Google on Wednesday unveiled Gadgets for Spreadsheets in Google Docs, allowing people to create graphical representations of data in spreadsheets and publish them on Web sites. The Google Gadgets API consists of a few simple building blocks: XML, HTML, and JavaScript. To get started, all you need is a basic understanding of HTML.
For consumers, this means they have a dozen or so new ways to look at data in their spreadsheets. Google has put up a gallery of specialty gadgets to choose from. They include gadgets to display data on a pie chart, map, time chart, funnel chart, Gantt chart, pivot table, and on a heat map if it’s geographical data. You can even create interactive charts like those used by Google Finance and for motion charts.

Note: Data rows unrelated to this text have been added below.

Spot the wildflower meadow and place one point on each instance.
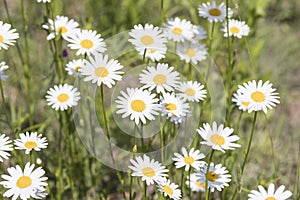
(181, 99)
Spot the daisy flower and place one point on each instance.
(219, 138)
(194, 52)
(191, 91)
(100, 70)
(259, 96)
(60, 97)
(271, 194)
(7, 36)
(236, 28)
(61, 25)
(218, 176)
(174, 107)
(5, 146)
(138, 104)
(24, 184)
(86, 42)
(154, 54)
(74, 67)
(150, 170)
(147, 37)
(195, 185)
(29, 141)
(169, 189)
(163, 78)
(191, 158)
(212, 12)
(3, 67)
(179, 30)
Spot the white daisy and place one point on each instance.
(86, 42)
(212, 12)
(218, 176)
(29, 141)
(174, 107)
(3, 67)
(60, 97)
(24, 184)
(191, 52)
(191, 158)
(236, 28)
(100, 70)
(261, 96)
(169, 189)
(154, 55)
(271, 194)
(147, 37)
(219, 138)
(7, 36)
(191, 91)
(61, 25)
(150, 170)
(195, 185)
(179, 30)
(73, 67)
(5, 146)
(138, 104)
(163, 78)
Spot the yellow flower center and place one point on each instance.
(30, 144)
(258, 96)
(147, 40)
(217, 139)
(190, 92)
(189, 160)
(171, 106)
(138, 105)
(101, 72)
(200, 185)
(87, 44)
(167, 189)
(214, 12)
(24, 182)
(270, 198)
(245, 103)
(148, 171)
(62, 29)
(77, 68)
(63, 97)
(159, 79)
(234, 29)
(212, 176)
(177, 31)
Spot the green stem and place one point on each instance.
(206, 179)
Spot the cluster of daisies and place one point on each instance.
(29, 182)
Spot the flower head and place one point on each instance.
(24, 184)
(8, 36)
(236, 28)
(150, 170)
(162, 77)
(218, 176)
(219, 138)
(100, 70)
(270, 194)
(31, 141)
(5, 146)
(212, 12)
(61, 25)
(60, 97)
(138, 104)
(189, 159)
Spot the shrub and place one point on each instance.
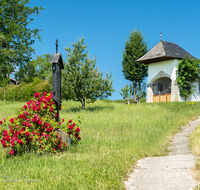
(34, 128)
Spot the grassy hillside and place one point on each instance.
(114, 137)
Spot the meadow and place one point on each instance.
(114, 136)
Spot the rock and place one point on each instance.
(64, 136)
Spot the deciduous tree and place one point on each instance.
(81, 79)
(135, 47)
(187, 73)
(16, 50)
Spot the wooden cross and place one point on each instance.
(56, 46)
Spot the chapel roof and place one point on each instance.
(164, 51)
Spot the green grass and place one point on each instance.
(195, 147)
(114, 136)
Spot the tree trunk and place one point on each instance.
(135, 85)
(4, 95)
(83, 104)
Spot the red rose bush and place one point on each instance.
(35, 128)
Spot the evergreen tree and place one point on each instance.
(81, 79)
(135, 47)
(125, 92)
(15, 17)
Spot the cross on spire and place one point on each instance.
(56, 46)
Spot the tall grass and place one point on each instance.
(114, 137)
(195, 147)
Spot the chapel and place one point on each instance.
(162, 60)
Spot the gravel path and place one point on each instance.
(169, 172)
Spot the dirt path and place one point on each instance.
(169, 172)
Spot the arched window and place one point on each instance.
(162, 86)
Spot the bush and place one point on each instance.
(34, 128)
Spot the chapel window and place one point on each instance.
(162, 86)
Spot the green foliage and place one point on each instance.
(82, 80)
(127, 91)
(187, 73)
(15, 45)
(115, 137)
(38, 68)
(73, 132)
(24, 91)
(135, 47)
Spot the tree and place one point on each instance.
(39, 67)
(15, 17)
(82, 80)
(127, 91)
(187, 73)
(135, 47)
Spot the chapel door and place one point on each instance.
(162, 90)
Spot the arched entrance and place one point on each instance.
(162, 90)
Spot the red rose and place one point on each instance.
(51, 109)
(20, 141)
(77, 129)
(40, 122)
(5, 133)
(70, 127)
(11, 152)
(33, 120)
(37, 95)
(11, 130)
(59, 146)
(27, 134)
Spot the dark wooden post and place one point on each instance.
(57, 65)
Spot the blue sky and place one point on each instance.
(106, 24)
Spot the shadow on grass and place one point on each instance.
(95, 108)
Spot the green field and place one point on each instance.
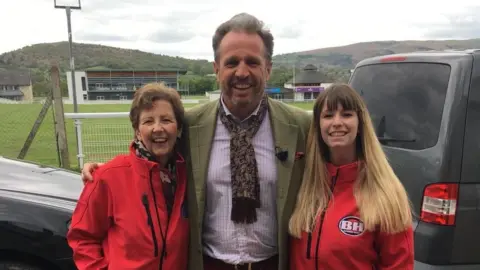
(102, 138)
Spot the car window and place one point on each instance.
(405, 101)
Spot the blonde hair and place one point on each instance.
(381, 198)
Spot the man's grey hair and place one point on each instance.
(244, 22)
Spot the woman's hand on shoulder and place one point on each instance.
(87, 171)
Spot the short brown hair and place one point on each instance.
(148, 94)
(244, 22)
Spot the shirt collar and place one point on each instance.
(227, 112)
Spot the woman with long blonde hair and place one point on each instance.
(352, 212)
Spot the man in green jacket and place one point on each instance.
(245, 158)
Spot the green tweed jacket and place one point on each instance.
(290, 129)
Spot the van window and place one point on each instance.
(405, 101)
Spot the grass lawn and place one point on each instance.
(101, 138)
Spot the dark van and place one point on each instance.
(426, 110)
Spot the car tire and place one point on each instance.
(17, 266)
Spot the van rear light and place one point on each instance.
(440, 204)
(393, 58)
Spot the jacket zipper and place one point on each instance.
(150, 224)
(163, 255)
(322, 217)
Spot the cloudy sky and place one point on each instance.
(185, 27)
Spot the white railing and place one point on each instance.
(101, 136)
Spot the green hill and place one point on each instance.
(335, 62)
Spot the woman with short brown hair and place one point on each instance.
(133, 214)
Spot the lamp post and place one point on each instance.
(68, 5)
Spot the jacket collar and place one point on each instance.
(143, 165)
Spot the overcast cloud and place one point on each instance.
(185, 27)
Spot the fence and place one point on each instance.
(32, 130)
(101, 136)
(16, 122)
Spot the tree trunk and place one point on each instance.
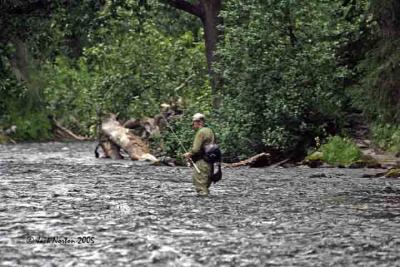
(208, 11)
(211, 21)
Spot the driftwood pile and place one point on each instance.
(133, 135)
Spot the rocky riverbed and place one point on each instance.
(60, 206)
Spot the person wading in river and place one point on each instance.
(203, 137)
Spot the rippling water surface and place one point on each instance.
(60, 206)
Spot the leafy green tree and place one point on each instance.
(283, 85)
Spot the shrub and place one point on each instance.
(340, 151)
(387, 137)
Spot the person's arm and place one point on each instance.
(197, 144)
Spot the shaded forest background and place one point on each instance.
(271, 75)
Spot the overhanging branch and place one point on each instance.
(193, 9)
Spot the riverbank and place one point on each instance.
(149, 215)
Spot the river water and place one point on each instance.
(60, 206)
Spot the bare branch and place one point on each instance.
(184, 5)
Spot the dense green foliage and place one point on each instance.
(387, 137)
(340, 151)
(283, 85)
(291, 70)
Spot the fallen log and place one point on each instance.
(63, 133)
(125, 139)
(257, 161)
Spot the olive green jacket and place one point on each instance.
(204, 136)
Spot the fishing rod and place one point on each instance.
(179, 141)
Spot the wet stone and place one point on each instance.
(126, 213)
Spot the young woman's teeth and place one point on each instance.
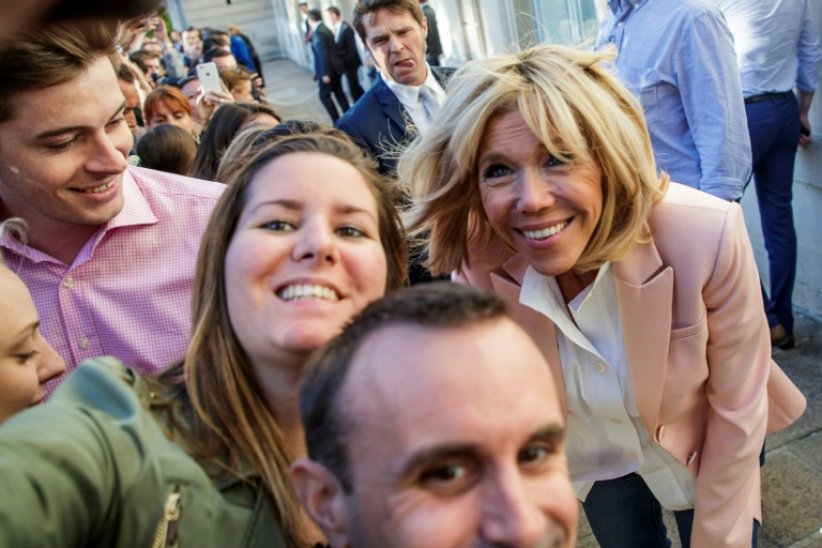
(308, 292)
(545, 232)
(99, 189)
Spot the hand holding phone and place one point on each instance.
(209, 77)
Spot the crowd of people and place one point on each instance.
(207, 335)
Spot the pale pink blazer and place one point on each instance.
(699, 353)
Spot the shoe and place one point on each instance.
(780, 339)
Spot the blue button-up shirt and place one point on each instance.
(678, 57)
(777, 44)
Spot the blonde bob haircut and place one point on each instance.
(582, 114)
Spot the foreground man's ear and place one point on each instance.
(322, 497)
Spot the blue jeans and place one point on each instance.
(623, 513)
(773, 126)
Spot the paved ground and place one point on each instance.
(292, 92)
(792, 476)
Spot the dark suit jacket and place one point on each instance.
(377, 121)
(433, 38)
(347, 47)
(326, 60)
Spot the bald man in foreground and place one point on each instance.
(433, 421)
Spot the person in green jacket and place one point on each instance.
(304, 237)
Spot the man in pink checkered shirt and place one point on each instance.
(111, 251)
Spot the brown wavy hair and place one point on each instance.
(230, 421)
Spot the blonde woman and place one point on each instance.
(539, 183)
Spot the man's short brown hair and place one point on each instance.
(439, 305)
(50, 55)
(366, 7)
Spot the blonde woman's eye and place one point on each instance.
(278, 226)
(495, 171)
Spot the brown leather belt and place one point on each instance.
(766, 96)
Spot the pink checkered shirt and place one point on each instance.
(128, 292)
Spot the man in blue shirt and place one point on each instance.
(678, 58)
(778, 49)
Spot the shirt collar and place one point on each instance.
(409, 95)
(622, 6)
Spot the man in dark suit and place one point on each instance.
(347, 50)
(394, 33)
(434, 50)
(403, 101)
(327, 65)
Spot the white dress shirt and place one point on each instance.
(605, 437)
(409, 97)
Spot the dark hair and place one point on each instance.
(221, 129)
(232, 76)
(215, 51)
(139, 58)
(233, 160)
(435, 305)
(169, 96)
(124, 73)
(365, 7)
(231, 419)
(48, 55)
(167, 148)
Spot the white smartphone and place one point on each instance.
(209, 77)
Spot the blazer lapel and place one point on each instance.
(392, 108)
(538, 326)
(645, 295)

Gadgets will soon be coming to other apps in Google Docs and eventually search, to help people find relevant content and links, says Jonathan Rochelle, senior product manager for Google Docs.
Google has also added new features that make using Spreadsheets easier. For one, there is a notification system that will e-mail you when somebody has made a change to a spreadsheet that is being collaborated on. You can set it to alert you once a day or after each new change is made. The changes are highlighted so you can easily detect what is new.
“If I’m collecting census data and putting it into a spreadsheet, I can also make that data available to statisticians,” through the Visualization API, says Rochelle. “It doesn’t have to be in a spreadsheet form” to distribute.
Google decided to deliver a platform on which anyone, not just Google, could build the next best thing.